I like to make a histogram of some data that is saved in a nested BigQuery table. In a simplified manner the table can be created in the following way:
CREATE TEMP TABLE Sessions (
id int,
hits
ARRAY<
STRUCT<
pagename STRING>>
);
INSERT INTO Sessions (id, hits)
VALUES
( 1,[STRUCT('A'),STRUCT('A'),STRUCT('A')]),
( 2,[STRUCT('A')]),
( 3,[STRUCT('A'),STRUCT('A')]),
( 4,[STRUCT('A'),STRUCT('A')]),
( 5,[]),
( 6,[STRUCT('A')]),
( 7,[]),
( 8,[STRUCT('A')]),
( 9,[STRUCT('A')]),
(10,[STRUCT('A'),STRUCT('A')]);
and it looks like
id
hits.pagename
1
A
A
A
2
A
3
A
A
and so on for the other ids.

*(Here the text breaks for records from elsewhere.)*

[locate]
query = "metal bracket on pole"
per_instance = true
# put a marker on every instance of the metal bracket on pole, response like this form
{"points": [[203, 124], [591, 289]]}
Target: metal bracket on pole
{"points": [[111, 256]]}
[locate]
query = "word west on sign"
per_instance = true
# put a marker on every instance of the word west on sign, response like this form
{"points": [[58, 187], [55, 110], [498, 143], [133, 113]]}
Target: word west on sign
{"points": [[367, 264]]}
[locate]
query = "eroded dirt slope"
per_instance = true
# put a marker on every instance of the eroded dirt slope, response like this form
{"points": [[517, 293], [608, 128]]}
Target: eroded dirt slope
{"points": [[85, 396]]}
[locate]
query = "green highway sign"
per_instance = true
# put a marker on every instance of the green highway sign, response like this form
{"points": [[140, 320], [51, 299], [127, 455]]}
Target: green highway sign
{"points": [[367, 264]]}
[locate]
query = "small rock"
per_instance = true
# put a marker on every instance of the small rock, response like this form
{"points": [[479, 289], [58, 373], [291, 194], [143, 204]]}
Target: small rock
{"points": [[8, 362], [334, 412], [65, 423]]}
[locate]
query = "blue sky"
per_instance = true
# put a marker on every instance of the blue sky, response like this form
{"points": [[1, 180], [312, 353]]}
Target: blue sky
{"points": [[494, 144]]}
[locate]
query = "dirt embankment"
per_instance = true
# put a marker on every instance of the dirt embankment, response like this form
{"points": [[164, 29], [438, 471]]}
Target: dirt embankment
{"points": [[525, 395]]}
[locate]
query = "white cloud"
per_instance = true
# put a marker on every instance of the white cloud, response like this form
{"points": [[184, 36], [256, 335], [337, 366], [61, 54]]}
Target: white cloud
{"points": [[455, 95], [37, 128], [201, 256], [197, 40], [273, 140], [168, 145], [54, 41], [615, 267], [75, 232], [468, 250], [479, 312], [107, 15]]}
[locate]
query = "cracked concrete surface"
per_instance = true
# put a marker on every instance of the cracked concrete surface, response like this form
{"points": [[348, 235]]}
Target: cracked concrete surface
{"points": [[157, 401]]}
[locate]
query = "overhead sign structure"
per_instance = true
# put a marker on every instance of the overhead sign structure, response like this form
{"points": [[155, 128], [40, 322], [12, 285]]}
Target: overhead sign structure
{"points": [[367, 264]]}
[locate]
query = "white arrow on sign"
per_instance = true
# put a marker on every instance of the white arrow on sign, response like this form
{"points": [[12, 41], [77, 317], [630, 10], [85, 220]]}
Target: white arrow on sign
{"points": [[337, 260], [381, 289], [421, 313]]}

My goal is to obtain a histogram showing the distribution of A-occurences per id in data studio. The report for the MWE can be seen here: link
So far I created a calculated field called pageviews that evaluates the wanted occurences for each session via SUM(IF(hits.pagename="A",1,0)). Looking at a table showing id and pageviews I get the expected result:
table showing the number of occurences of page A for each id
However, the output of the calculated field is a metric, which might cause trouble for the following. In the next step I wanted to follow the procedure presented in this post. Therefore, I created another field bin to assign my sessions to bins according to the homepageviews as:
CASE
WHEN pageviews = 0 OR pageviews = 1 THEN "bin 1"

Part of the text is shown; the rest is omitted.